ArchiveTeam / grab-site

The archivist's web crawler: WARC output, dashboard for all crawls, dynamic ignore patterns
Other
1.31k stars 129 forks source link

Pause gracefully if OSError (No space left on device) #206

Open TheTechRobo opened 2 years ago

TheTechRobo commented 2 years ago

Instead of crashing the crawl, why don't we simply pause and retry every so often if the computer has no space left?

ivan commented 2 years ago

I believe wpull and ludios_wpull do this if psutil is installed (psutil>=2.0,<=4.2 is in its requirements). I think I didn't include the requirement in grab-site for compatibility with Windows or macOS? Not sure.

https://github.com/ArchiveTeam/grab-site/blob/6269289a2ca874bae52f116016ca54dc8887d0cc/extra_docs/pause_resume_grab_sites.sh is the workaround I use to avoid crashes right now.

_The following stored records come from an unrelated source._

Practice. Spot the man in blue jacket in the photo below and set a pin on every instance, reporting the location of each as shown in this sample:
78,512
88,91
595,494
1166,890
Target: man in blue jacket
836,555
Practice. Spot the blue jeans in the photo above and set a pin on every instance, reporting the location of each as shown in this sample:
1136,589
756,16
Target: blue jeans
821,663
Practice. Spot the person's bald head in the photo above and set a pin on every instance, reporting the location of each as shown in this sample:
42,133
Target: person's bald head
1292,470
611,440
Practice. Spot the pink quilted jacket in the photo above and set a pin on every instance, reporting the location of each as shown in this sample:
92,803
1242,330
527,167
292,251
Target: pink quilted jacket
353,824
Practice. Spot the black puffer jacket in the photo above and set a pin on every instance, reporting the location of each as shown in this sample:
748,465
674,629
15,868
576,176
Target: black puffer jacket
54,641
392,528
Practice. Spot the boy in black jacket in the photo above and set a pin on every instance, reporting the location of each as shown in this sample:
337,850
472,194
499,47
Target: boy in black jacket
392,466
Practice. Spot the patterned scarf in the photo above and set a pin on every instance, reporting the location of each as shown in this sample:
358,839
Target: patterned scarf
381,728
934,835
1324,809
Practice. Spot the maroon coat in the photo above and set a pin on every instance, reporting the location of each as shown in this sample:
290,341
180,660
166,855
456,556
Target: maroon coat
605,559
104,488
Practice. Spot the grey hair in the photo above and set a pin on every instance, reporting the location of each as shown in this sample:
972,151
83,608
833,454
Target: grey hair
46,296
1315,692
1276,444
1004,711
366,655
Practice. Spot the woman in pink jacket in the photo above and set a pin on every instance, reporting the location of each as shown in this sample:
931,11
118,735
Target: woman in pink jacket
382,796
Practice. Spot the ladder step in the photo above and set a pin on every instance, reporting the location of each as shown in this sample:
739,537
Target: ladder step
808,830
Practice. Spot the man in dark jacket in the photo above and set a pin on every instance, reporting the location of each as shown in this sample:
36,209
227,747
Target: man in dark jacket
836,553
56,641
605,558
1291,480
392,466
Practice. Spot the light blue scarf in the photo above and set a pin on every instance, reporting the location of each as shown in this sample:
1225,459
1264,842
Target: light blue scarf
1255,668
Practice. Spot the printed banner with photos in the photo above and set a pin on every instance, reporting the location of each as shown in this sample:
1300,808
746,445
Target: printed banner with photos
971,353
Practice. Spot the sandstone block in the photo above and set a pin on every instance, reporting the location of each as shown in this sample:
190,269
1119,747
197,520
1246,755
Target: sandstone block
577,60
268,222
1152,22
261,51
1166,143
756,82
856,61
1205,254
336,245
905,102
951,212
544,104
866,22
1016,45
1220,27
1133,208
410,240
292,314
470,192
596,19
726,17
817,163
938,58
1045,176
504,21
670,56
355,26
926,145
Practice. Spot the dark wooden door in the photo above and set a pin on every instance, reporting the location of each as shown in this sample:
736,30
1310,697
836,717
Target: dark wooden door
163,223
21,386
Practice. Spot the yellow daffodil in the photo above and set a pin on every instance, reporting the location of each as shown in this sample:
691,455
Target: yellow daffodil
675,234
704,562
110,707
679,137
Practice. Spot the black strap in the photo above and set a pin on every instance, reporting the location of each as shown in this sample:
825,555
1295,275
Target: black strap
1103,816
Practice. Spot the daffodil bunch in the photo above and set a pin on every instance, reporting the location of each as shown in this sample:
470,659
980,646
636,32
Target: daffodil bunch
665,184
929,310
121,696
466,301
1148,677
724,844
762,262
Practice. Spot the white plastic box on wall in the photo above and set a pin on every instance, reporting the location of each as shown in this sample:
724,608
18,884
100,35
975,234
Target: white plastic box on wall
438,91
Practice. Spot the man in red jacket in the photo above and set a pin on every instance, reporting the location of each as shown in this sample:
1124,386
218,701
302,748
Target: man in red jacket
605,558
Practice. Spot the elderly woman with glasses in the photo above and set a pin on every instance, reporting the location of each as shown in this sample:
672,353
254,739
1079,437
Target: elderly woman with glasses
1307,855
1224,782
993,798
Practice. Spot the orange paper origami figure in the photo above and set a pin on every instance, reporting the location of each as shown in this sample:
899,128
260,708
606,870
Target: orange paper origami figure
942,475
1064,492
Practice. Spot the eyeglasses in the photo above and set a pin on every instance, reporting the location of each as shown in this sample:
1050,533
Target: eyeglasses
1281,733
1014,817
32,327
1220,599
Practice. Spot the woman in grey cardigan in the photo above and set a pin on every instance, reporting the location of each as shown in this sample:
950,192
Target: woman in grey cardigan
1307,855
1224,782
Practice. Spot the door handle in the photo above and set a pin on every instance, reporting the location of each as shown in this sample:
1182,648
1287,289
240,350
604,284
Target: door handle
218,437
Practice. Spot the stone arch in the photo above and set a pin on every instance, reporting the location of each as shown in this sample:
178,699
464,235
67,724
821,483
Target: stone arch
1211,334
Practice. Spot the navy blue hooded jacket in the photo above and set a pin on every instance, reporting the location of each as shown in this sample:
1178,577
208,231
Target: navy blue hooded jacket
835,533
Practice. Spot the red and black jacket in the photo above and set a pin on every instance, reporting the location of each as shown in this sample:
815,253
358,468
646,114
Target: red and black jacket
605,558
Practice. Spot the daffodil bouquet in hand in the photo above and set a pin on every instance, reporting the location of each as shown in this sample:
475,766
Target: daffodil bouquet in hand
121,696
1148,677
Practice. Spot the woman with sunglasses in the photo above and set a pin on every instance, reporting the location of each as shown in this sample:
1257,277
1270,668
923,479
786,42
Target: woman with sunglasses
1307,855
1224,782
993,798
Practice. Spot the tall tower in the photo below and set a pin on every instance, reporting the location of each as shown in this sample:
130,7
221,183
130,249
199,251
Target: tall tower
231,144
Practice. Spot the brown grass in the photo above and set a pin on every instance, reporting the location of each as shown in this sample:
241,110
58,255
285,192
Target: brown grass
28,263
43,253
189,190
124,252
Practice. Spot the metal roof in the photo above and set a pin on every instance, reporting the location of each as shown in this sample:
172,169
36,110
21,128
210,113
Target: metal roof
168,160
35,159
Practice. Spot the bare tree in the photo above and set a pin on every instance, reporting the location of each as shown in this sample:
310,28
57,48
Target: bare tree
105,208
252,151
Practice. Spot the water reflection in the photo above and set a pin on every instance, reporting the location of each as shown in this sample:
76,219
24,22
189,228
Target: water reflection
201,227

I agree this should be better and work by default.

TheTechRobo commented 2 years ago

Well, a 50GB crawl I had crashed. :/

Just installed it for the future.

TheTechRobo commented 2 years ago

Nope, didn't do anything. I have psutil yet my 33GB crawl just crashed because I ran out of space.

TheTechRobo commented 2 years ago

Where does this error pop up, I can't remember but I want to fix this.

Do you think just putting it in a try block would work and catch OSErrors, and pause the crawl, or should we do something else?